From UPSC perspective, the following things are important :
Prelims level : Greenwashing
Mains level : Not Much
Reserve Bank Deputy Governor called for a taxonomy on green finance to avoid the risk of “greenwashing”.
What is ‘Greenwashing’?
- Greenwashing refers to misleading the general public into believing that companies, sovereigns or civic administrators are doing more for the environment than they actually are.
- This may involve making a product or policy seem more environmentally friendly or less damaging than it is in reality.
- The term was coined by environmentalist Jay Westerveld in 1986.
- The phenomenon came into practice as consumers and regulators increasingly sought to explore planet-friendly, recyclable and sustainable ‘green’ products.
- By 2015, 66% of consumers were willing to shell out more for a product that was environmentally sustainable.
How is it done?
- There is the indiscriminate use of the terms ‘net-zero’, ‘net-zero aligned’, ‘eco-friendly’, ‘green’ and ‘ecological’.

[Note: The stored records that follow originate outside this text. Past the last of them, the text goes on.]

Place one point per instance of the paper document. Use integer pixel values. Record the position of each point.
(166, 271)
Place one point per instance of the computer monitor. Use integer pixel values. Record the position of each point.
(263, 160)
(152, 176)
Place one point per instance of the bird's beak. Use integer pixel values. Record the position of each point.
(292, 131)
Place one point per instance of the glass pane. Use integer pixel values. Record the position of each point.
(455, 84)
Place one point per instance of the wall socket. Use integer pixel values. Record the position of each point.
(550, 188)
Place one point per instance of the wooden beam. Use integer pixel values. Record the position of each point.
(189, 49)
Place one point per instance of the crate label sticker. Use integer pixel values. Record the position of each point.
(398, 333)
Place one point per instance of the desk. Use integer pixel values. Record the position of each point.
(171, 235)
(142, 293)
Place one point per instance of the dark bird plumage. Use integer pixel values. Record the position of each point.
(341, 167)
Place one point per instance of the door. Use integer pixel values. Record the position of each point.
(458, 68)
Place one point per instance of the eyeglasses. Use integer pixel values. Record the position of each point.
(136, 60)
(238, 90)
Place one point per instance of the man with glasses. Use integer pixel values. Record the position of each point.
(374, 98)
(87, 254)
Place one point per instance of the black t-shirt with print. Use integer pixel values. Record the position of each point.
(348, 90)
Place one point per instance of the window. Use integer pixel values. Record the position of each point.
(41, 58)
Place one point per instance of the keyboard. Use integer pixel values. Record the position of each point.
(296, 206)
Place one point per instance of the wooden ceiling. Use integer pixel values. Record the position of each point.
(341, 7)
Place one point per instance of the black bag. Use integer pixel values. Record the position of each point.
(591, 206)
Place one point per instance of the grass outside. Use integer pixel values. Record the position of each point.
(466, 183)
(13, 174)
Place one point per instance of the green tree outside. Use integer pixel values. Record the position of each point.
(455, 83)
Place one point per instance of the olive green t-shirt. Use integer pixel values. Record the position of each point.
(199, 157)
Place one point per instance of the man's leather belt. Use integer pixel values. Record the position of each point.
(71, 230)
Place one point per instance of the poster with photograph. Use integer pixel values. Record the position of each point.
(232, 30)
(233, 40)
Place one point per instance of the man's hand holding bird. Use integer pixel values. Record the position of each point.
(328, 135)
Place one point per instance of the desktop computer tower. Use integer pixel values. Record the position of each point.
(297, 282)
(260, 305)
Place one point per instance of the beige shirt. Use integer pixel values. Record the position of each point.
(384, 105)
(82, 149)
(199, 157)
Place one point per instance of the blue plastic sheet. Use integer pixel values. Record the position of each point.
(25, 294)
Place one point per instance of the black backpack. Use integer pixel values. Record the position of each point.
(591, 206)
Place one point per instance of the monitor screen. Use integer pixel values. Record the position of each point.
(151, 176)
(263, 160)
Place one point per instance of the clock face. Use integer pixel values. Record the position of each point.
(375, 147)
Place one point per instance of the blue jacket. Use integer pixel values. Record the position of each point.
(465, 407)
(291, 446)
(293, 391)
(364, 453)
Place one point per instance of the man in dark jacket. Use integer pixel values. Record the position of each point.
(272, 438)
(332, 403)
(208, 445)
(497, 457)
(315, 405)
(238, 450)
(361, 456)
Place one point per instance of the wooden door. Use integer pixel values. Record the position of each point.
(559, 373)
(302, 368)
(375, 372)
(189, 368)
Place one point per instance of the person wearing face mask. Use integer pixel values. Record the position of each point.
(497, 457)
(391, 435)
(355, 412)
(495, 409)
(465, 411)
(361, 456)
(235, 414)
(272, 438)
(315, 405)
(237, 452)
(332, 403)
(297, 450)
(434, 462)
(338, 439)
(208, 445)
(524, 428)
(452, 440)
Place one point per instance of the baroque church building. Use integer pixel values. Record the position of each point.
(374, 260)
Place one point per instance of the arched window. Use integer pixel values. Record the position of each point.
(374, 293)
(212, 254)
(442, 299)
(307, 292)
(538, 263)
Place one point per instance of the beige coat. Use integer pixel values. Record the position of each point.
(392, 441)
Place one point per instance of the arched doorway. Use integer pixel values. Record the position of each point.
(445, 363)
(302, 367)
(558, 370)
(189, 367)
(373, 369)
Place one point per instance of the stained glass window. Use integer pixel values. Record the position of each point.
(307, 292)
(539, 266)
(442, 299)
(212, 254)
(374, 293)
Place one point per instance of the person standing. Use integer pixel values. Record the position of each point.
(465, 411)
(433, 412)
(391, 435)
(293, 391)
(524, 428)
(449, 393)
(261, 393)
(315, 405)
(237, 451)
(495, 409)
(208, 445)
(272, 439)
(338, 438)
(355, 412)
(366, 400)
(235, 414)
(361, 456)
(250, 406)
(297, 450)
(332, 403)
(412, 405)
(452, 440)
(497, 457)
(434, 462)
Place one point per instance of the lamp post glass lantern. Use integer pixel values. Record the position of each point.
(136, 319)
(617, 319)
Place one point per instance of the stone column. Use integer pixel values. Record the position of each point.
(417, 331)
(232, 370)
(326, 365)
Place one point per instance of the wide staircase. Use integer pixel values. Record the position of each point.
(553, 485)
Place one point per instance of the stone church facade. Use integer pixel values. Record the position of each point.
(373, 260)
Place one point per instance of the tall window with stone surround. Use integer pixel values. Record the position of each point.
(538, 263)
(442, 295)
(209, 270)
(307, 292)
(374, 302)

- Since there is no compliance mechanism, such practices are rampant.
Why does greenwashing happen?
- Greenwashing is done primarily for a company to either present itself as an ‘environment-friendly’ entity or for profit maximisation.
- It is achieved by introducing a product, catering to the inherent demand for environment-friendly products.

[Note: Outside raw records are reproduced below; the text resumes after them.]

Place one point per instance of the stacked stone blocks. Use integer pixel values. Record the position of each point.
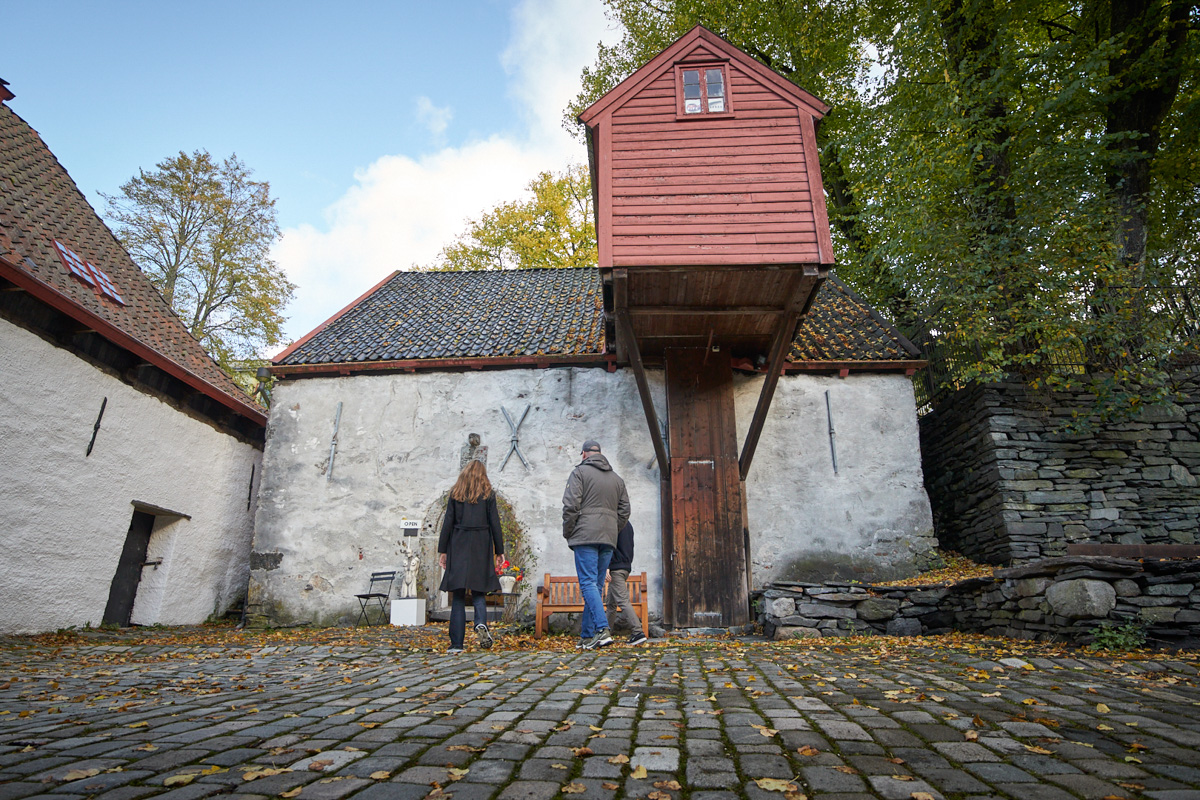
(1008, 483)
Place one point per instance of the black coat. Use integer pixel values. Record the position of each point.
(471, 534)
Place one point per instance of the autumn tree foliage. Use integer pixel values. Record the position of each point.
(1015, 178)
(555, 227)
(202, 232)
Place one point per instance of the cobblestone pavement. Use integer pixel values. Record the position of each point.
(706, 721)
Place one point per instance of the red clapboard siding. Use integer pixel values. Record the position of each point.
(691, 191)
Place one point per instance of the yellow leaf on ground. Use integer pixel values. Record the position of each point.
(775, 785)
(78, 775)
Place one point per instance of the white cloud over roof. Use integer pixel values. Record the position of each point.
(403, 209)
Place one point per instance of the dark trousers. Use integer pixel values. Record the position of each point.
(459, 614)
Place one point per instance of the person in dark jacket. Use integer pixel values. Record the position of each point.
(595, 507)
(471, 549)
(618, 587)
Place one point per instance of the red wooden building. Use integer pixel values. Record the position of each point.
(713, 239)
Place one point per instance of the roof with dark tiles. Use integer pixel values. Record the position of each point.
(40, 203)
(501, 314)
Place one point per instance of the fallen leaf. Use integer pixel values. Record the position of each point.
(775, 785)
(78, 775)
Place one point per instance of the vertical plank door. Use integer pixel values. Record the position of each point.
(707, 566)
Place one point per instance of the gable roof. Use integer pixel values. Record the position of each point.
(700, 42)
(40, 204)
(541, 317)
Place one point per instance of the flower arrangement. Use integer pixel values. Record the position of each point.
(510, 570)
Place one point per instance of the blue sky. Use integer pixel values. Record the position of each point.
(381, 126)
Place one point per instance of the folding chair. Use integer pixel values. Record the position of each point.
(377, 594)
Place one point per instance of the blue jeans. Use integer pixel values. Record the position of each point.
(592, 567)
(459, 614)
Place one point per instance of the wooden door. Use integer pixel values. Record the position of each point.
(124, 589)
(706, 547)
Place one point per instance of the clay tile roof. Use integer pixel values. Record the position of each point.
(414, 316)
(40, 203)
(840, 326)
(465, 314)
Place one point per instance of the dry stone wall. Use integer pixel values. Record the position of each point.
(1008, 485)
(1061, 599)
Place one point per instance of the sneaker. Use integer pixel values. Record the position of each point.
(484, 636)
(600, 639)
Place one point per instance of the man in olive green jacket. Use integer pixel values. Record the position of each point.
(595, 507)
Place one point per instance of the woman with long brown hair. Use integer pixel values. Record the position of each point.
(469, 549)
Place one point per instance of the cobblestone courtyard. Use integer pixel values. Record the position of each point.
(387, 716)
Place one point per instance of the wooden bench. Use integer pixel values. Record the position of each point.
(562, 594)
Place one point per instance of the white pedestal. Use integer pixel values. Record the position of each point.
(407, 611)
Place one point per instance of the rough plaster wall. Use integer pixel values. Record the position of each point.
(401, 435)
(65, 516)
(810, 524)
(397, 453)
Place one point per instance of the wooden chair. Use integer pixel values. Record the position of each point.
(377, 594)
(562, 594)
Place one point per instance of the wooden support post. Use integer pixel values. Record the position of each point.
(625, 331)
(798, 304)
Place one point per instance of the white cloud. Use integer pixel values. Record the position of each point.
(432, 116)
(402, 210)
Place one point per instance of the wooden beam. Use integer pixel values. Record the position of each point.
(798, 304)
(621, 305)
(714, 311)
(624, 330)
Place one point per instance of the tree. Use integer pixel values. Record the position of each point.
(202, 230)
(553, 228)
(1017, 175)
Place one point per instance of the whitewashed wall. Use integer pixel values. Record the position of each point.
(318, 539)
(64, 517)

- In certain instances, it is done using the larger idea as a premise to cut down on certain operational logistics and providing consumer essentials.
What does it have to do with the financial sector?
- Ethical investing: Sustainable investing has become increasingly popular among millennials and impact investors concerned with ‘ethical investing’.
- Role of ESG credentials: Financial services providers expect increased scrutiny of a company’s Environmental, Social and Governance (ESG) credentials from regulators, shareholders, customers as well as other stakeholders.
- Transition funding: Financial institutions are expected to fund the transition towards renewable energy and discourage investments in further harnessing of conventional energy sources as coal, oil and gas.
Policy moves in India
- If the financial sector is to respond effectively to the demand for products that endeavour to introduce positive changes into the economy, it is imperative that ‘greenwashing’ is averted.
- In May this year, market regulator Securities and Exchange Board of India (SEBI) constituted an advisory committee to look into all ESG-related matters.
- The expert committee recommends that financial institutions immediately discontinue all lending, underwriting and investments in companies wanting to strengthen or expand their coal-related infrastructure.
- As for oil and gas, it recommends the discontinuation of all investments that would involve exploration of new oil and gas fields, expansion of existing reserves and further production.
- Instead, companies should facilitate increased investment in renewable energy and institutions that are aligned to facilitate net zero emissions by 2050.
- Companies must work towards reducing emissions across their entire value chain and not limit the endeavor to only one part of the chain.
- They must not invest, through any means, in harnessing fossil fuels or engage in deforestation and other environmentally destructive activities.
- In addition to this, companies cannot compensate for this investment by means of cheap credits, that “often lack integrity”.
- Further, all state and non-state actors must ensure a ‘just transition’ such that livelihoods are not affected.
- The committee also recommends a transition from voluntary disclosures (pertaining to net emissions) to regulatory norms.